My top teeth hang over the bottom row in this problematic overbite that makes it difficult to eat anything off a bone with civility. When my new front teeth came in, they were humongous (baby teeth had been tiny) and didn't grind down... Grandpa liked my bucktoothed smile, when I was still self-conscious about it. Like a bunny! An Easter bunny, my brother would tease.  Grandpa would try to coax my toothy smiles––don't hide those pretty bunny teeth! then pretend to be blinded by two full moons at my grin. To this day, my front teeth are rounded and humongous, :B is an apt emoticon. Thank you for not settling for lippy smiles and polite giggles, Grandpa.

In Christ, this tragic world is an uproarious comedy, and the smiles Grandpa taught me were in their way a passport to the party and the pleasures.

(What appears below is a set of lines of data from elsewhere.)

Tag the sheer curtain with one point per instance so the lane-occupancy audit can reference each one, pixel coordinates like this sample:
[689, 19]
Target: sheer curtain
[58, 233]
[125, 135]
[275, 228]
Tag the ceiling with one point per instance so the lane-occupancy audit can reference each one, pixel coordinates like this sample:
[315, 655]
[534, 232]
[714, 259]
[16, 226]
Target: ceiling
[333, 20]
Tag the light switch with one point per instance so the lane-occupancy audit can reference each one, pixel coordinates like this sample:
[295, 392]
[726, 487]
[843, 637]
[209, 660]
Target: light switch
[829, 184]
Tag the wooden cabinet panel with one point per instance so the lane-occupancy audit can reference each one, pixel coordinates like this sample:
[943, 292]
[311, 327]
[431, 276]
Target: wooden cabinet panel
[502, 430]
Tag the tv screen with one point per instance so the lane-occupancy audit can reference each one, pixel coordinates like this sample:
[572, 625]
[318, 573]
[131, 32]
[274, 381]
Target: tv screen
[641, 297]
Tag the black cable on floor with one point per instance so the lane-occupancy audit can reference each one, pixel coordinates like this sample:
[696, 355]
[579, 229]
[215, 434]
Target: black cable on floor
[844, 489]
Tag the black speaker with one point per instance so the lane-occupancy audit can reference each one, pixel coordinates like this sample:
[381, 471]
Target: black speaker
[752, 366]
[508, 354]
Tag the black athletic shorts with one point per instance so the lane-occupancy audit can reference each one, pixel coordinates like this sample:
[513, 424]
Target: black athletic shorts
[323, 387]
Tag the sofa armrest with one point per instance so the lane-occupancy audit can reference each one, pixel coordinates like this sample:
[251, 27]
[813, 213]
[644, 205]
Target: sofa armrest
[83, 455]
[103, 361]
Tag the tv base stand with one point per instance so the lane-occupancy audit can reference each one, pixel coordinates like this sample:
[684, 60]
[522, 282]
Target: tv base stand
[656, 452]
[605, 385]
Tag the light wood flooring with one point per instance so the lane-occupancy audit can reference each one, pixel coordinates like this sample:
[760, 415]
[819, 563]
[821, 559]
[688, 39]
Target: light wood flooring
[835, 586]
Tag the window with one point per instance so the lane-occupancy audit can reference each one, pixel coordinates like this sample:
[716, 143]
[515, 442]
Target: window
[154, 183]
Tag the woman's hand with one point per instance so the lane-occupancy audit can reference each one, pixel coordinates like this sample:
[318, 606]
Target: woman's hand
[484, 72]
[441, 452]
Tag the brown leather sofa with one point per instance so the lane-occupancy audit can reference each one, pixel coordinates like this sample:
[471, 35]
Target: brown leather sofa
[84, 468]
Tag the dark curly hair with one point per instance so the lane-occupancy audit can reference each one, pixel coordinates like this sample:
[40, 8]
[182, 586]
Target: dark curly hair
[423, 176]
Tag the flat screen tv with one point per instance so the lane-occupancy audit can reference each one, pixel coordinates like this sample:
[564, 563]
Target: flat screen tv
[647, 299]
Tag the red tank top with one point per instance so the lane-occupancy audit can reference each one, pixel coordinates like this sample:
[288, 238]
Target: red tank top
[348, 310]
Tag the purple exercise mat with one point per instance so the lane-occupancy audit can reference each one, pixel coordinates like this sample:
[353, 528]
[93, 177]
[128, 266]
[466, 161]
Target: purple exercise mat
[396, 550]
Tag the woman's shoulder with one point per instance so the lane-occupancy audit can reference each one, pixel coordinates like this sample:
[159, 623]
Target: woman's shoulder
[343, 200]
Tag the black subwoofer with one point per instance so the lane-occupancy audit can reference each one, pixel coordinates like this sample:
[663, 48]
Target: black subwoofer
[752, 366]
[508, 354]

Laughter: A gift of sanity! Celebrating the wonderful. Puncturing the true. Illuminating the beautiful.

***

I set aside an hour and a half today, the mid-Autumn Festival, to write a eulogy for Grandpa, whose cremation and memorial is not until October.

In fits and starts and scribbles, I did manage to get out some words. But didn't get very far. There is so much to say. so. much. I think about John, his highly visual imagination, his word pictures, how he recorded in canonized, forever-words: He did many other things as well. If every one of them were written down, I suppose that even the whole world would not have room for the books that would be written.

And that makes perfect sense to me in this moment.

Jesus must have loved John, so, so much.  so. much. He must have entered John's world, gotten down to John's level, crawled with him, slowed down, dumbed down for him, told repetitive stories, drawn diagrams, taught him how to walk, fall, get back up, bike, fall, get back up, how to love, fall, get back up... sleep, wake, cry, hope, wait, work, live, laugh, rejoice. Jesus must have done so much, together, and been so much, with. There is just so much to say about someone who appears into your world, then stays, just to know you and love you and be with you. One day we'll reach a throne room that I like to think will surround us with these very infinite bookshelves filled with all his doings. We'll know, fully, not secondhandedly from the mansion's massive library (the books will be there just for pure pleasure). Not even like a mirror. We will know. And feel fully known. We will catch up on all the years, every moment that we mourned or missed.

***

How can I winnow all memory of 阿公 into a publicly digestible, concise platter? I couldn't keep up with my pen. There is so freaking much to say, so many flavors, I don't know how to serve it up in good form. But this at least I've decided:

Going forward, I set apart every Autumn Moon Festival to honor their memory, love their nations. I'll celebrate the harvest. I'll insist on joy. I'll look for the rabbit in the moon. I'll try to love their daughter well and pray for their sons.

Maybe it'll be like today––and include friend, family, and feast. Some good ol' Old Speckled Hen EPA, trespassing (under the fence) at a forest preserve nearby for a spontaneous midnight moonchase hike to the top (thanks for comin' with, Jessica!).